Checkpoints are plain `state_dict` files; the init-scale rescaling is baked into the trained weights.

```python
from huggingface_hub import hf_hub_download, snapshot_download
# one file
p = hf_hub_download("nileshsarkar-ai/CausalGrok",
                    "runs/20260505-080445_grokking_n1000_s42/checkpoints/ep00400.pt")
# whole archive
snapshot_download("nileshsarkar-ai/CausalGrok", local_dir="CausalGrok")
```

---

## Dataset

Experiments use **Camelyon17** from the [WILDS benchmark](https://wilds.stanford.edu/).

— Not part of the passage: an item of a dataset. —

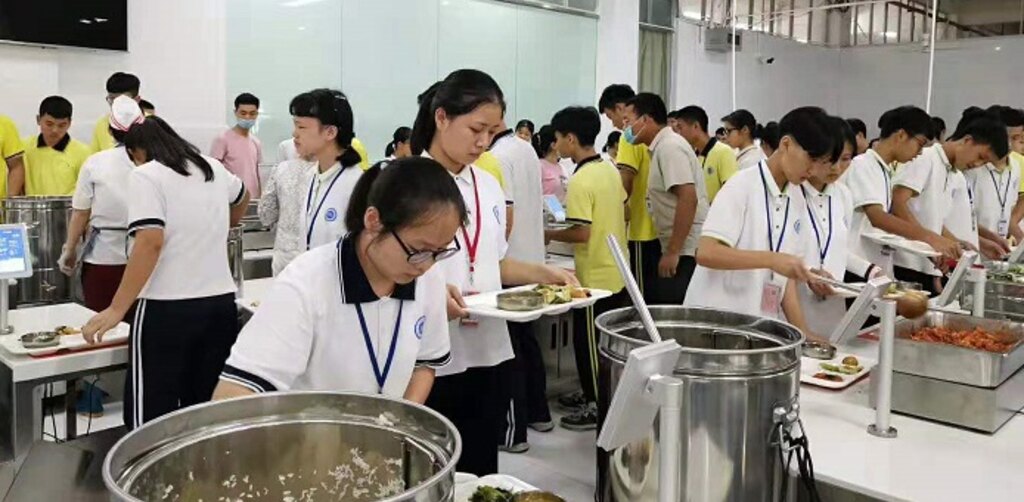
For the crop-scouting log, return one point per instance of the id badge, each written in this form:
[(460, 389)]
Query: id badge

The raw dataset (~10 GB) is **not** mirrored here (public benchmark); `code/utils/camelyon_data.py::get_camelyon_subsets` auto-downloads it via the `wilds` package.

---

## Citation

```bibtex
@misc{causalgrok2026,
  title  = {Interventional Analysis of Shortcut Geometry Under Grokking-Favorable Training},
  author = {Sarkar, Nilesh},
  year   = {2026},
  url    = {https://github.com/nileshsarkar-ai/CausalGrok}
}
```

## License

CC BY 4.0. The Camelyon17 dataset retains its own WILDS license; this archive does not redistribute it.